One has to wonder if the liberal reforms initiated by the Brazilian president Fernando Collor de Mello, elected in late 1989, liberal reforms which included the potential privatisation of government-run companies like Embraer, played a (minor?) role in the decision to drop the CBA-123. The economy of Brazil was indeed in dire straits at the time and the hyperinflation which hit in early 1990 dit not help.
Embraer itself was in deep financial trouble. As the government refused to allow that firm to raise money through debt for equity swaps, its president, an engineer, Ozilio Carlos da Silva, resigned, in December 1990. His successor, Joao Rodrigues da Cunha, an economist, resigned in July 1991, possibly because the government did not deliver on the expected date a promised and sizeable rescue package.
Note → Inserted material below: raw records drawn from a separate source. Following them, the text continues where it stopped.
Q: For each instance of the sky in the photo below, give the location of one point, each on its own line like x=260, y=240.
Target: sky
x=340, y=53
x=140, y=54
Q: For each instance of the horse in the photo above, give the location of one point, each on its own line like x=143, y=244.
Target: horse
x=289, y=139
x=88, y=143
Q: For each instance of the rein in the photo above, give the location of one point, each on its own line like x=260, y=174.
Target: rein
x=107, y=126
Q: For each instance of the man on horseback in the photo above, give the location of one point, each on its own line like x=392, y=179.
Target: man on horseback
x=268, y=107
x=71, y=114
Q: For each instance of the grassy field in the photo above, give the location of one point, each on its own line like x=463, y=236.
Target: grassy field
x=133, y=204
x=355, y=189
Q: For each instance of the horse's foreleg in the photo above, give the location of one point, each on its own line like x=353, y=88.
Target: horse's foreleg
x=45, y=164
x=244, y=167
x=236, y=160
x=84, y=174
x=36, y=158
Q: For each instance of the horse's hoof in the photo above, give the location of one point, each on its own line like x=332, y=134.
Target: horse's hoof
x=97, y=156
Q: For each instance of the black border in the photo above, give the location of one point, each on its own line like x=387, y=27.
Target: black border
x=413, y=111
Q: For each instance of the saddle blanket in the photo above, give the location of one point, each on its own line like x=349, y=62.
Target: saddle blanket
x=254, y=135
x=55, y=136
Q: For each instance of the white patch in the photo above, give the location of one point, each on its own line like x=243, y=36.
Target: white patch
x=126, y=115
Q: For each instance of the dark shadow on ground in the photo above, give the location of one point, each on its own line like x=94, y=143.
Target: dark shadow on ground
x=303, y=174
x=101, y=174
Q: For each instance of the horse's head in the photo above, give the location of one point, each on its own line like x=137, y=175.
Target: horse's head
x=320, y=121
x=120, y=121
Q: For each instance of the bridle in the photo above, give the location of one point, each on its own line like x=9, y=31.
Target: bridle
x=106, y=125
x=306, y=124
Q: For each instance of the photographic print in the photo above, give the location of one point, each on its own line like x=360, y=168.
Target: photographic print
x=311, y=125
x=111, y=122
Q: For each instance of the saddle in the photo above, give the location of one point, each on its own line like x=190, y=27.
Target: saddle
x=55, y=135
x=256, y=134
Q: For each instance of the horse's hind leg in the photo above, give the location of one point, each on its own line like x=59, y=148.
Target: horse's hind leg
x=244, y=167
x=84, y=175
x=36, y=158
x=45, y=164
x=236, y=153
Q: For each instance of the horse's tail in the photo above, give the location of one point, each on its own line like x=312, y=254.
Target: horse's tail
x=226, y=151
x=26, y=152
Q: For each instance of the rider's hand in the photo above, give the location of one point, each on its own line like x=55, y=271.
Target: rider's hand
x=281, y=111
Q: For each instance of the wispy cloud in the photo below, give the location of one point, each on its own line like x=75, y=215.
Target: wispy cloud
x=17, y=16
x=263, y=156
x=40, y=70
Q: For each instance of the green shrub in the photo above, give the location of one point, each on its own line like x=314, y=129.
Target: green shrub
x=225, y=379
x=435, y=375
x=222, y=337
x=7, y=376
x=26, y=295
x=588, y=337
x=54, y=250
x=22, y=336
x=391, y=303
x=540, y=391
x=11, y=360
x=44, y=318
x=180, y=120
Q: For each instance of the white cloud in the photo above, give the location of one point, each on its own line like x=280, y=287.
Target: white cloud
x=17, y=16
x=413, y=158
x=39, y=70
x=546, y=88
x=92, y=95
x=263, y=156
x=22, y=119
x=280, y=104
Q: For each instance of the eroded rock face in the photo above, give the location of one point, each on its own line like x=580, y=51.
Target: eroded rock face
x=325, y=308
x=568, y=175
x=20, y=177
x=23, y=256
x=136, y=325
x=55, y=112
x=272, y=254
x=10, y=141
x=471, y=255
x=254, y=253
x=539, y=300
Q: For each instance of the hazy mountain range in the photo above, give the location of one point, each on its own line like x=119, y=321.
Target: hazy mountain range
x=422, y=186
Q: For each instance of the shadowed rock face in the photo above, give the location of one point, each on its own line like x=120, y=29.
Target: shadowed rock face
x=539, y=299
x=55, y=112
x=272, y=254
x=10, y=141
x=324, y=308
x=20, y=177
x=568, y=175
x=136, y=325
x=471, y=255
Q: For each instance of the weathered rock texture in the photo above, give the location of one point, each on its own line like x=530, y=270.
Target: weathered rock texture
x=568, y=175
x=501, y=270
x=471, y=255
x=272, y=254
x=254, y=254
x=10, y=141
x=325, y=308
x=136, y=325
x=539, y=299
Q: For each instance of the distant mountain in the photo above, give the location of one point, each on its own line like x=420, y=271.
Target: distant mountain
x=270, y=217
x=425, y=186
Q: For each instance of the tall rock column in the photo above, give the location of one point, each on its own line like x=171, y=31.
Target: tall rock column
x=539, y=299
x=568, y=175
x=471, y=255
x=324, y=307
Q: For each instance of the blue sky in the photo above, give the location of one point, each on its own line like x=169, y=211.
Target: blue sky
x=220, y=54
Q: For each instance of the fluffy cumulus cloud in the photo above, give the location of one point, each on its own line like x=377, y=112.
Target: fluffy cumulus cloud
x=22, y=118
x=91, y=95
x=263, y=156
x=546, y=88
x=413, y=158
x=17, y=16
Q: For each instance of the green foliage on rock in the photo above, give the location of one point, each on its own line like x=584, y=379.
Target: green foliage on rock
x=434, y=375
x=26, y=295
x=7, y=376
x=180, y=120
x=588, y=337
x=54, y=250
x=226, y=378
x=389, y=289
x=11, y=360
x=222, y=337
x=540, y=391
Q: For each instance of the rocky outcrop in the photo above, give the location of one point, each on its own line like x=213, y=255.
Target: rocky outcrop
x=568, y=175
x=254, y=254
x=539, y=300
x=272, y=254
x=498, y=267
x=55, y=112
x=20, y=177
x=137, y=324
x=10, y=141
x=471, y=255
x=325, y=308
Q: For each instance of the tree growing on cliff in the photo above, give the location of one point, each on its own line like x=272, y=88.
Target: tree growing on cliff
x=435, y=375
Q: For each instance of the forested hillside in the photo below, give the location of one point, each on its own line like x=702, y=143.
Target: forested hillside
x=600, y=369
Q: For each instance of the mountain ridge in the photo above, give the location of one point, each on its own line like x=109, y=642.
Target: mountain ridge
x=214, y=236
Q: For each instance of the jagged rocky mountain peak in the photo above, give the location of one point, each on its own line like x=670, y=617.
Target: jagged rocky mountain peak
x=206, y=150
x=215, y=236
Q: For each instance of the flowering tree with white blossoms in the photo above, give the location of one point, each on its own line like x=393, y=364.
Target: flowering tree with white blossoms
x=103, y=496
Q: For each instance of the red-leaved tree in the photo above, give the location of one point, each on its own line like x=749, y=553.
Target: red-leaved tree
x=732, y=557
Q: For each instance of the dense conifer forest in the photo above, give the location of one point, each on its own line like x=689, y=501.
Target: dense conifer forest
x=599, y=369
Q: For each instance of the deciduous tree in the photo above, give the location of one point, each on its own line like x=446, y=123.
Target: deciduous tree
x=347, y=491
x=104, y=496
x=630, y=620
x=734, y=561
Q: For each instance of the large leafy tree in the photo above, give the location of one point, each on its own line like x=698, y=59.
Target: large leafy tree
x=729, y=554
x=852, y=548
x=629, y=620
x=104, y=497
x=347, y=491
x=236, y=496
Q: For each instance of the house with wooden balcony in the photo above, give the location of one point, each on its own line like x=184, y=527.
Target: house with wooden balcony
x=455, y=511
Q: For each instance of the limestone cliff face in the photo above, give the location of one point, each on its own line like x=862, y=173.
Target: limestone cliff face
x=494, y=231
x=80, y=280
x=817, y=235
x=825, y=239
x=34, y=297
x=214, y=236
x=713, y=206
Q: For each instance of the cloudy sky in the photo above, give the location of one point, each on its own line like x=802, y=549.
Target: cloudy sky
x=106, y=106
By then, the government may well have decided that Embraer would have to be privatised.
In order to make the firm attractive, its core would have to be preserved, which meant that unpromising projects would face the ax.
In that regard, one has to wonder if the change in leadership personnel which took place in July 1991 also played a (minor?) role in the decision to drop the CBA-123. Incidentally, that change in leadership included
- the return at the helm of Ozires Silva, an engineer and the founder of Embraer, who had not been involved in the development of the CBA-123, and
- the arrival as commercial director of the Frenchman Michel Cury, who was seemingly the director general of the French subsidiary of Embraer, Embraer Aviation International, until July 1991.
Incidentally, Cury was the flight engineer present during the first flight, in October 1968, of the aircraft which would become known as the EMB-110 Bandeirante, an aircraft whose design team was headed by Silva.